Meta/Facebook Open-Sources ‘ImageBind’, A Multimodal, Holistic Learning Model On Generative AI

IBL News | New York

Meta/Facebook announced a new open-source multisensory model that links together six types of data (text, audio, visual data, thermal infrared images, and movement readings), pointing to a future of generative AI that creates immersive experiences by cross-referencing this info.

This model is a research model, a paper, with no immediate consumer or practical applications, and speaks in favor of Meta/Facebook since OpenAI and Google are developing these models secretively, according to experts.

For example, AI image generators like DALL-E, Stable Diffusion, and Midjourney all rely on systems that link together text and images during the training stage, as they follow users’ text inputs to generate pictures. Many AI tools generate video or audio in the same way.

Meta’s underlying model, named ImageBind, is the first one to combine six types of data into a single embedding space.

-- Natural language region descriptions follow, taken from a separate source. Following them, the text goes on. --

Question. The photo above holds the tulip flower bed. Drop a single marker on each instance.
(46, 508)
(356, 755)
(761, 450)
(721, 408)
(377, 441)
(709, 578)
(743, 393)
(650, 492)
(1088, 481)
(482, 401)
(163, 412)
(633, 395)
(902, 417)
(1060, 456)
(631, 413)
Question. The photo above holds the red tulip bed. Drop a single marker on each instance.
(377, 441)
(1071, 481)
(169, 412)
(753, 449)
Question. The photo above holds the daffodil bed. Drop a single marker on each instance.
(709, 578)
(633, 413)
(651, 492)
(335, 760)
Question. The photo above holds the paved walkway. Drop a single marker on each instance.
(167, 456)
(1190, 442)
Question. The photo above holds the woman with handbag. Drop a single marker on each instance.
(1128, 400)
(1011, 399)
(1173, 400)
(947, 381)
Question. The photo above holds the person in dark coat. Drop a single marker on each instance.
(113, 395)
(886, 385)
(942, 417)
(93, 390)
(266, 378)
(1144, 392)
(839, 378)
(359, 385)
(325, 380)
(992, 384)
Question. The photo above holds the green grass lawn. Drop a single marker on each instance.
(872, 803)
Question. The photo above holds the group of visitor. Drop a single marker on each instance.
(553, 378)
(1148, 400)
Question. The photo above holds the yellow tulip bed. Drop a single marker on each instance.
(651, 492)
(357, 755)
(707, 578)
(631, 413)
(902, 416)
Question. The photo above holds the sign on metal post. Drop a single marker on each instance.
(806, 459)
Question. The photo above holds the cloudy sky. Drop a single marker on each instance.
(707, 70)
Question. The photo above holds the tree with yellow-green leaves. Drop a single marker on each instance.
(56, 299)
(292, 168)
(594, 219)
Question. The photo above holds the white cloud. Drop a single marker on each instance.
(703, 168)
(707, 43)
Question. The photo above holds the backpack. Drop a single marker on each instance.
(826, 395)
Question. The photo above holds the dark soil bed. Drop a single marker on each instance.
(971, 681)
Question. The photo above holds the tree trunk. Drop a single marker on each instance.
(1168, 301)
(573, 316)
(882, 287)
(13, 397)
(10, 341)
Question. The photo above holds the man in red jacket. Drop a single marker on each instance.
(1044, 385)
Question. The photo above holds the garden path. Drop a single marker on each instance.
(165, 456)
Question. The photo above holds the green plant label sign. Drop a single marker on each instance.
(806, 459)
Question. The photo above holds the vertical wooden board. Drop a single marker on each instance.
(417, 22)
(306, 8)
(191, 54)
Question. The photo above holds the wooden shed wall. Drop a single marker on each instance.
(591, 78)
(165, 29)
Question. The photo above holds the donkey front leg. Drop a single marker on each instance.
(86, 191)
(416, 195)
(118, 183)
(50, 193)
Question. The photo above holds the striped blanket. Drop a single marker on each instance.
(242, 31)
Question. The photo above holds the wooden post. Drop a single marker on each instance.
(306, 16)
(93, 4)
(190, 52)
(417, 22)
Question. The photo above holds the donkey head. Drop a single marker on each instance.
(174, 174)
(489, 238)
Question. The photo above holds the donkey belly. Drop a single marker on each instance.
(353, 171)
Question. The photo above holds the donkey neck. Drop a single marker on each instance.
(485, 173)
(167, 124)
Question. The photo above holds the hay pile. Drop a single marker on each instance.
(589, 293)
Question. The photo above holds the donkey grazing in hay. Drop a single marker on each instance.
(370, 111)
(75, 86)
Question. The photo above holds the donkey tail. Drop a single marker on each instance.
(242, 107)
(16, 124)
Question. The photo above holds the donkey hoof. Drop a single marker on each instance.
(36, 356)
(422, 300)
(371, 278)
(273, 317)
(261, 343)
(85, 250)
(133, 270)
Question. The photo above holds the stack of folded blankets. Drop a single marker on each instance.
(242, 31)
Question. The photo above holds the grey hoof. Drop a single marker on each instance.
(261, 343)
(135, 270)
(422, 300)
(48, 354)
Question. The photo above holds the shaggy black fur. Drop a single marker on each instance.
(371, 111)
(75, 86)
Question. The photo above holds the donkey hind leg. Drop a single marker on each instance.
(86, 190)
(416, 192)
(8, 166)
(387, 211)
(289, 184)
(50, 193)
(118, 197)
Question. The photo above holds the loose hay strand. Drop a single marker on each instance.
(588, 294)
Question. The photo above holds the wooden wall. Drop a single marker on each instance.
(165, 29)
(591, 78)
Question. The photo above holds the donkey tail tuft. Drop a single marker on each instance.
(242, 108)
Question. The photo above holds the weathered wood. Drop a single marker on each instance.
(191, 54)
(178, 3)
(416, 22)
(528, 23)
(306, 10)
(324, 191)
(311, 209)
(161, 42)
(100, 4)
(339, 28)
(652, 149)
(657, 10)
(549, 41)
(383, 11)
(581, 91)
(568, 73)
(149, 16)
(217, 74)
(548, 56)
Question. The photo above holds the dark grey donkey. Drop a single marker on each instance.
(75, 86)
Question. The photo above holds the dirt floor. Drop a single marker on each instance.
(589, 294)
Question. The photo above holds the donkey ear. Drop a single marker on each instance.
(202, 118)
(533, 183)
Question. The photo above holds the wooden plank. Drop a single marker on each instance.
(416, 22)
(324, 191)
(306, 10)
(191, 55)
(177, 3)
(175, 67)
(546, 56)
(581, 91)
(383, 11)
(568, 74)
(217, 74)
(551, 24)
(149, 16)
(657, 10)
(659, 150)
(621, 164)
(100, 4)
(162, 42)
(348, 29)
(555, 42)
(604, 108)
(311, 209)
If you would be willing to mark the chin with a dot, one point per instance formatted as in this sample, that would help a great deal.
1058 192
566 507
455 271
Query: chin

Recently, Meta open-sourced LLaMA, the language model that started an alternative movement to OpenAI and Google. With ImageBind, it’s continuing with this strategy by opening the floodgates for researchers to try to develop new, holistic AI systems.

• “When humans absorb information from the world, we innately use multiple senses, such as seeing a busy street and hearing the sounds of car engines. Today, we’re introducing an approach that brings machines one step closer to humans’ ability to learn simultaneously, holistically, and directly from many different forms of information — without the need for explicit supervision (the process of organizing and labeling raw data),” said Meta in a blog-post.

• “For instance, while Make-A-Scene can generate images by using text prompts, ImageBind could upgrade it to generate images using audio sounds, such as laughter or rain.”

• “Imagine that someone could take a video recording of an ocean sunset and instantly add the perfect audio clip to enhance it, or when a model like Make-A-Video produces a video of a carnival, ImageBind can suggest background noise to accompany it, creating an immersive experience.”

• “There’s still a lot to uncover about multimodal learning. We hope the research community will explore ImageBind and our accompanying published paper to find new ways to evaluate vision models and lead to novel applications.”